Posts tonen met het label Richard Strauss. Alle posts tonen
Posts tonen met het label Richard Strauss. Alle posts tonen

maandag 23 januari 2012

Orkest Vrije Universiteit kreeg te weinig publiek

Eerste van twee jubileumconcerten
Op de dag dat het orkest van de Vrije Universiteit te Amsterdam exact vijftig jaar bestond ─ op zaterdag 21 januari jongstleden ─ werd het eerste van de twee geprogrammeerde jubileum-optredens gerealiseerd in de grote concertzaal van het Cultuurcentrum De Oosterpoort in Stad. In het inleidende woord, door één der bestuursleden van het ensemble, werd gerept van concerteren in de mooiste zalen van ons land.
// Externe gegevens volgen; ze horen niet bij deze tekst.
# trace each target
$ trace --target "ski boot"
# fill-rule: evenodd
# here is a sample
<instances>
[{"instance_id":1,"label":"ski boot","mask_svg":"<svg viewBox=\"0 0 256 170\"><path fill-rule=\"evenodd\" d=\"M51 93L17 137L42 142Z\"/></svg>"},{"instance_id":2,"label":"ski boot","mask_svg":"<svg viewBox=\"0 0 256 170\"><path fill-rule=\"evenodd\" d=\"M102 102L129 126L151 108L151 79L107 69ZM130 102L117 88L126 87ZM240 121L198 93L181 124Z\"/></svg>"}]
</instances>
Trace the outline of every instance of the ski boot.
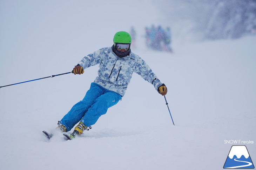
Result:
<instances>
[{"instance_id":1,"label":"ski boot","mask_svg":"<svg viewBox=\"0 0 256 170\"><path fill-rule=\"evenodd\" d=\"M67 134L63 134L63 135L67 138L67 140L72 140L74 138L79 135L81 135L83 134L83 132L85 130L89 131L89 129L91 129L92 127L89 126L88 127L85 126L83 123L80 121L79 124L75 128L74 132L72 134L68 135Z\"/></svg>"},{"instance_id":2,"label":"ski boot","mask_svg":"<svg viewBox=\"0 0 256 170\"><path fill-rule=\"evenodd\" d=\"M56 127L56 129L62 132L67 132L67 128L60 121L58 121L58 127Z\"/></svg>"}]
</instances>

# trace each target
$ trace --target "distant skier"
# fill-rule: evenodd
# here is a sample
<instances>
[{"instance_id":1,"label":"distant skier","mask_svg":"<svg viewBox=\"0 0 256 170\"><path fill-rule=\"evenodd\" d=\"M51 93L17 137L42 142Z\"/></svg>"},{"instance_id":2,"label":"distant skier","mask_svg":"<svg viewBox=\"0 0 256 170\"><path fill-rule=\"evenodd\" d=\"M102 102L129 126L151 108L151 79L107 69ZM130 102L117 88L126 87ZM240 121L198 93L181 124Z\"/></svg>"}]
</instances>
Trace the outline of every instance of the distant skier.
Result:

Hoewel dat ietwat over-complimenteus klonk, is die grote Ooosterpoort-zaal sedert het begin van het lopende seizoen flink opgestoten in de vaart der gebouwen voor concerten met een vooraanstaande outillage, doordat men er eindelijk, na bijna vier decennia, afscheid heeft genomen van de agressief-oranje stoelen, en deze heeft vervangen door waarachtig luxe fauteuils. Het gevolg is wel dat nu heel wat plaatsen meer dan tot dan toe tot de eerste rang behoren, met het daaraan onverbrekelijk verbonden, hogere prijskaartje.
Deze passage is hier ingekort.